Green iguanas are herbivores that occasionally eat insects and small vertebrates. Their diet consists of:

  • Flowers and nectar
  • Fruit – figs, mangos, grapes, berries
  • Leaves and shoots
  • Tree bark

Iguanas forage actively during the day, feeding on plants overhanging waterways. They consume a large amount of vegetation daily. Iguanas negatively impact orchards, gardens, and landscaping.

Green Iguana Feeding Habits

Photo 43666392 © kholovaci, CC BY-NC

An ambulance is what you need if you get any of these diseases and ailments

Common Health Risks

Green iguanas can transmit salmonella bacteria to humans through contact with feces or contaminated water. Salmonella causes severe gastric illness with nausea, fever, vomiting, and diarrhea.

Iguanas also frequently carry ticks which are vectors for diseases like Lyme disease and Rocky Mountain spotted fever. Bites and scratches can cause infection. Iguanas should not be kept as pets due to these health risks.

Preventing Black Spiny-tailed Iguanas

Population control through removal is crucial to curb the spread of invasive green iguanas. Traps and snares can capture iguanas for humane euthanasia. Removal of nests and eggs disrupts breeding. Hot water treatment of burrows or fumigation kills hatchlings.

Exclusion by trimming vegetation back from waterways limits basking sites. Installing barriers around sensitive gardens, orchards or pools keeps iguanas away.
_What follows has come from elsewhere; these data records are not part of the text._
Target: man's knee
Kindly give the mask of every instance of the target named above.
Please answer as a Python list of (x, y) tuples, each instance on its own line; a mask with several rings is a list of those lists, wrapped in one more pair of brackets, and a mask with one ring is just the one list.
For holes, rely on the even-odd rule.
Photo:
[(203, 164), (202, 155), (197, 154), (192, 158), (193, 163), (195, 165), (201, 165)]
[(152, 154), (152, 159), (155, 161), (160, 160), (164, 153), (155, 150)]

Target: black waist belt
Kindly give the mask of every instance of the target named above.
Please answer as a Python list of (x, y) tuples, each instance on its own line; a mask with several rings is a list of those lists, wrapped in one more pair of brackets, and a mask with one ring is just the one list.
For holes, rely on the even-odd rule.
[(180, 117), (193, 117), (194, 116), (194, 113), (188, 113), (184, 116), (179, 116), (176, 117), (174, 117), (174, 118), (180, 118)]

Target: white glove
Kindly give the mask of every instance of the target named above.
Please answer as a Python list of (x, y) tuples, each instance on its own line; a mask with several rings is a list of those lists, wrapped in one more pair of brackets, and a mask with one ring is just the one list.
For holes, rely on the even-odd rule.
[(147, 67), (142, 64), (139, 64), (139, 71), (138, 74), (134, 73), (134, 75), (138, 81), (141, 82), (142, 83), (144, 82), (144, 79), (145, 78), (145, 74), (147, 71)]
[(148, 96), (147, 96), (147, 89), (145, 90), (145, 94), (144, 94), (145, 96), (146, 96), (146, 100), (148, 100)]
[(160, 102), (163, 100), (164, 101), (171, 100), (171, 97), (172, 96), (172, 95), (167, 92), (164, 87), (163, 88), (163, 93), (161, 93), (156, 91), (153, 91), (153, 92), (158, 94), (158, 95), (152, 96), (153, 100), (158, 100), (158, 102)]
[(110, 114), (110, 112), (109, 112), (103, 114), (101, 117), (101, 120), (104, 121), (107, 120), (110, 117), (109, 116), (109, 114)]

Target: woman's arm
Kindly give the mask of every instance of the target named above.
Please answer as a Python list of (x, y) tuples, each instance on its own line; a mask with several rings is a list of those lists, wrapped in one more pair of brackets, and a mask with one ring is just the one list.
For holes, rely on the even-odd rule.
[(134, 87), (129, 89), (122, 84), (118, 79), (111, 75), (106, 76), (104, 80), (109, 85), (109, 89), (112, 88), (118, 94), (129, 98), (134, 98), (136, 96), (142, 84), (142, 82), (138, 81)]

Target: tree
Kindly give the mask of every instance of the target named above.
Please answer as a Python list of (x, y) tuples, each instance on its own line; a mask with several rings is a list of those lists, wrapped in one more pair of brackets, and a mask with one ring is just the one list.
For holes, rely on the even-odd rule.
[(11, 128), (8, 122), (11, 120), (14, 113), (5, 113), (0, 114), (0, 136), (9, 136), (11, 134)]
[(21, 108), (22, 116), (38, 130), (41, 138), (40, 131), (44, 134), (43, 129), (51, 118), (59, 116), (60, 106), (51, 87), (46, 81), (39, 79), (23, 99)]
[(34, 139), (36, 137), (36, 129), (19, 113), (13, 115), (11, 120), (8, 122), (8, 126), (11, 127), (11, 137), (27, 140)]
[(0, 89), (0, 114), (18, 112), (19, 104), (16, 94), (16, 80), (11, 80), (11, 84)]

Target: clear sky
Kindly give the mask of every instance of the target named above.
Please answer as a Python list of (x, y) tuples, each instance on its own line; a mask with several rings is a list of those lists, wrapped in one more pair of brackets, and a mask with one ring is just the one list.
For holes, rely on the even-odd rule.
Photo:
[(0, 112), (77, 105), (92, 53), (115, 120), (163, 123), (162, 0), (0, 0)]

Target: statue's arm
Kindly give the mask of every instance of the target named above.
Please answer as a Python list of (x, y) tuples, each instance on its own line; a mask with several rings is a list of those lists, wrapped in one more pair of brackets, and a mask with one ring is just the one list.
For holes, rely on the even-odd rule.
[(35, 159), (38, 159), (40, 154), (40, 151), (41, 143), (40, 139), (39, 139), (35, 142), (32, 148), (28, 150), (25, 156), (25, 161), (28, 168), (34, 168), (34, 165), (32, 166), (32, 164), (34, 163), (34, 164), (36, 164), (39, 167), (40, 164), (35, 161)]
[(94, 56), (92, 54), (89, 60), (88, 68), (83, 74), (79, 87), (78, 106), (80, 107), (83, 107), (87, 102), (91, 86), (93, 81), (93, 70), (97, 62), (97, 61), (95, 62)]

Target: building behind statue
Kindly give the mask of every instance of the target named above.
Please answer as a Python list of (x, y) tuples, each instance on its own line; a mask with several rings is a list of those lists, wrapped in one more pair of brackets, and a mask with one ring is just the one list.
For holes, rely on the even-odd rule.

Discouraging illegal release as unwanted pets also prevents proliferation.

Black Spiny-tailed Iguanas in Central Florida – Conclusion

Green iguanas are a formidable invasive species in Florida’s subtropical environment. They readily spread and cause damage when unmanaged. Prevent their spread by discouraging release of pets, excluding them through vegetation control and barriers, and removing actively through trapping and nest destruction. Consistent control efforts are essential to protect wildlife, property, and public health from these harmful non-native reptiles. With vigilance and persistence, problematic green iguana populations can be contained.